Une étude réalisée par des psychologues de l'Université normale de Pékin sur 13 écoles de la ville a montré que, plus les parents étaient protecteurs envers leur enfant, plus leur potentiel de leadership était réduit. Comment peut-on expliquer cela ? 

L’autonomie s’acquiert par l’expérience de la frustration, de l’absence et de l’échec. Si le parent, à chacune de ses expériences a tendance à penser, à ne pas accueillir la frustration de l’enfant, il pourra favoriser une vision du monde pour l’enfant, où l’échec n’existe pas ou peu, car régulièrement, adouci, par le parent. L’enfant a une vision du monde « tronquée » où il ne connait que le « bon » et fait peu l’expérience du « mauvais » ou plus exactement de l’imparfait. Car le monde est fait d’expériences réussies parfois, ratées parfois, toujours imparfaites. L’autonomie pourrait donc, être la capacité à intégrer l’imperfection, la différentiation et donc l’humilité et ce faisant, une capacité à s’ajuster aux changements et à l’impermanence, tranquillement et sans anxiété. Pour le dire autrement, une certaine plasticité au changement. Je ne saurais dire si le leadership est un critère d’adaptation aux changements. Selon moi, le leadership est une donnée « naturelle », un critère de personnalité, par nature. Le leadership n’est ni bon ni mauvais en soi et il est plutôt sain qu’il soit « harmonieusement » réparti. Dans chaque groupe (La dynamique des groupes restreints, Kurt Lewin-Didier Anzieu) il y a des personnalités, des fonctions et des rôles. Il est possible que le leadership d’un enfant soit « réprimé, contrôlé  et empêché » pour des raisons diverses. Il n’en demeure pas moins que l’enfant, pourra, probablement reconnecter ou redynamiser sa nature première, soit de manière ajustée, soit de manière plus inadaptée (de la simple rigidité à l’autoritarisme) ou dans un abus de pouvoir aléatoire (cadre et non cadre, jouant avec les limites). 

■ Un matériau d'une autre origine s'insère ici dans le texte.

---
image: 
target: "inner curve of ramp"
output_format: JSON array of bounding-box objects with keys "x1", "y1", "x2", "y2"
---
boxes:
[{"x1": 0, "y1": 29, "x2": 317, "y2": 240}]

Un parent qui manque de confiance en lui a-t-il plus de probabilité de transmettre ce manque d’estime de soi à son enfant? 

Je n’ai aucune idée sur les statistiques en termes de probabilité de reproduction sur l’enfant. Je pourrais imaginer cependant au moins 3 stratégies possibles pour l’enfant. L’estime de soi fragilisée du parent peut à la fois nourrir l’envie chez l’enfant de faire différemment. De se différencier du parent. Si la différentiation est « radicale » et opposée, on pourra parler de fidélité inversée, où l’enfant pensant s’affranchir de ce qu’il ne veut pas ou plus, risque d’opter pour une stratégie d’être-au-monde téméraire par exemple ou de toute puissance, qui sera donc corrélée directement à son modèle de base, le parent, donc fidèle. D’un autre côté, il peut aussi être envahi et nourri par des introjects de valorisation faible qui ne lui permettront pas ou peu de s’affranchir de ces croyances, et il pourrait alors poursuivre le scénario/pattern parental, peu confiant en lui-même. Enfin, il peut aussi, être le parent de son propre parent, le « sauveur » visant à réparer le parent, et s’oubliant lui-même, il pourra / pourrait nourrir des stratégies de « sur-adaptation » où sa propre identité serait « gommée » au profit du parent. Dans les 3 cas… l’estime de soi ne se nourrit pas des bons sédiments à savoir, l’encouragement, le soutien, l’expérimentation des expériences qui elles, seules, permettent à l’enfant, soutenu par le regard ajusté du « bon parent » de sécuriser les enjeux d’estime de soi.